The universe of small- and mid-cap companies tends to be sparsely covered by other portfolio managers and analysts compared with large-cap stocks, presenting more undervalued nuggets. Currently, the top sectors in the Mackenzie fund are information technology, industrials, health-care and consumer discretionary.
Taller and his team have been shifting the Mackenzie fund’s focus away from cyclical companies by cutting back on regional banks and reducing exposure to formerly high-flying semiconductor and other hardware firms, such as Silicon Laboratories Inc. and electron microscope-maker FEI Co.
These companies outperformed for several years and fuelled the Mackenzie fund’s performance, but Taller believes the rising interest rate trend that began in 2016 will hinder overall economic growth. Thus, he is preparing for tougher times with more resilient, “all weather” companies in the portfolio.
For example, in the tech sector, the Mackenzie fund is concentrated in software, data processing and service-oriented companies such as ExlService Holdings Inc. and Worldpay Inc., the stock prices of which haven’t reached the heights of some of the more exciting, growth-oriented companies.
In the financial services industry, Taller reduced the Mackenzie fund’s exposure, shifting to stable insurers vs banks. Health-care companies, which tend to be less cyclical, have increased as a percentage of the fund’s assets under management. Holdings include clinical trial outsourcers and makers of health-care supplies and equipment. Among the holdings are Syneos Health Inc., Dentsply Sirona Inc. and DexCom Inc.
“What we like about our portfolio is that many companies are providers of high-value services with a fair bit of pricing power,” Taller says.
Taller, a Montreal native who graduated from the University of Waterloo with a bachelor’s degree in mathematics and computer science in 1985, took a little time to find his niche in the investment world. He spent a few years working in the software business, but was plagued by the sense that he hadn’t found his true calling.

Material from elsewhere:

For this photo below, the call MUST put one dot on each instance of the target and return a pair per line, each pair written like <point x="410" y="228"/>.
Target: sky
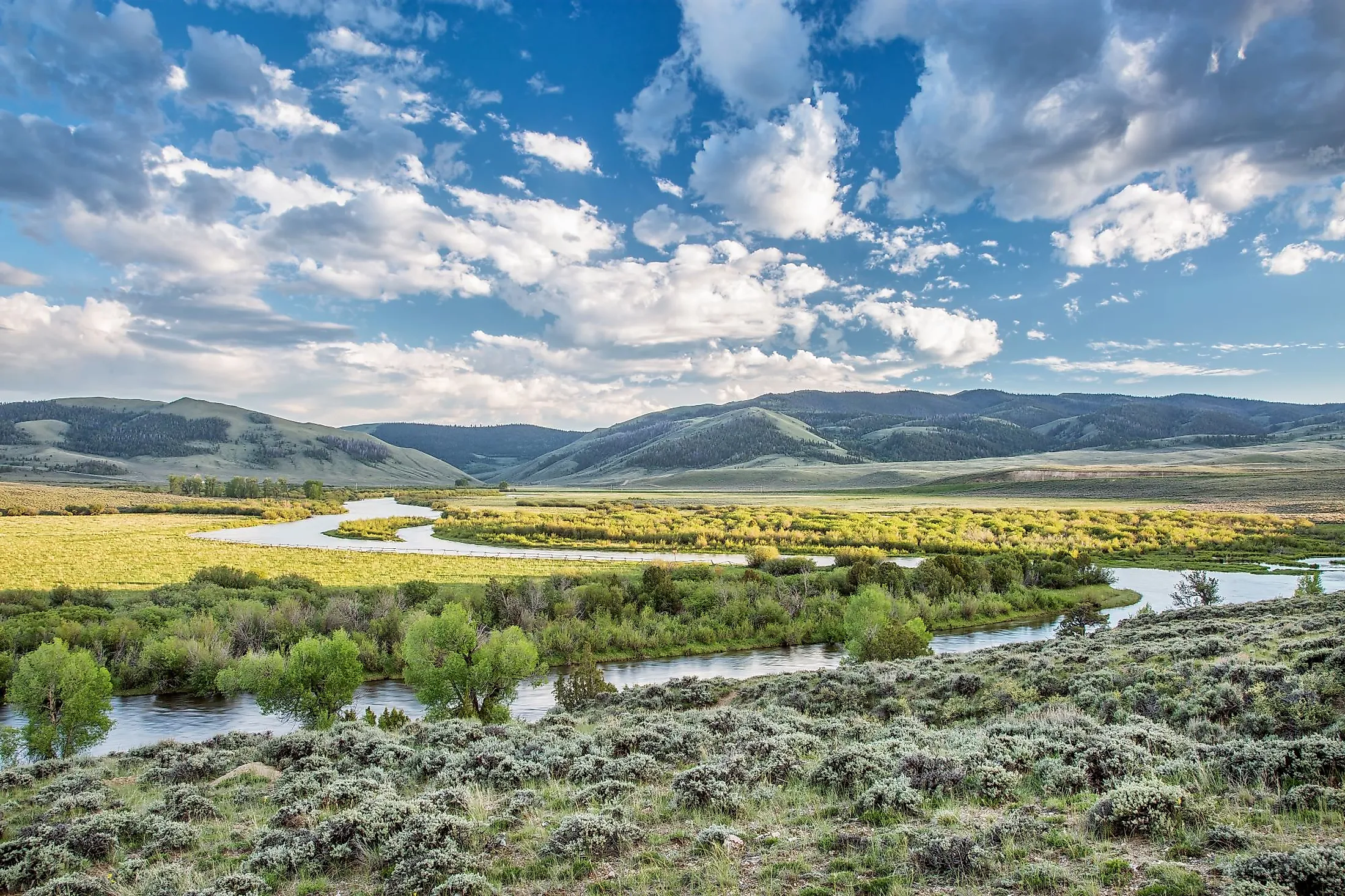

In 1989, Taller changed direction by pursuing an MBA at York University. After graduating, he found a position as a research assistant at Bunting Warburg Inc. in Toronto. He later earned the chartered financial analyst designation, and after a brief stint as an analyst at Jones Heward Investment Management Inc., he joined Trimark Investment Management Inc. in 1995 as portfolio manager for Canadian equities.
In 1998, Taller joined Toronto-based Bluewater Investment Management Inc., an independent subadvisor to Mackenzie at the time; in 2002, he took over the reins of a fund that would be renamed Mackenzie U.S. Mid Cap Growth Class. He left Bluewater to work at Mackenzie in 2011, continuing to manage the fund. (Mackenzie acquired Bluewater in 2016.)
“I love the intellectual challenge of the investment business,” Taller says. “There is never a day when I look at my watch and wonder when the workday will be over. Instead, there’s never enough time.”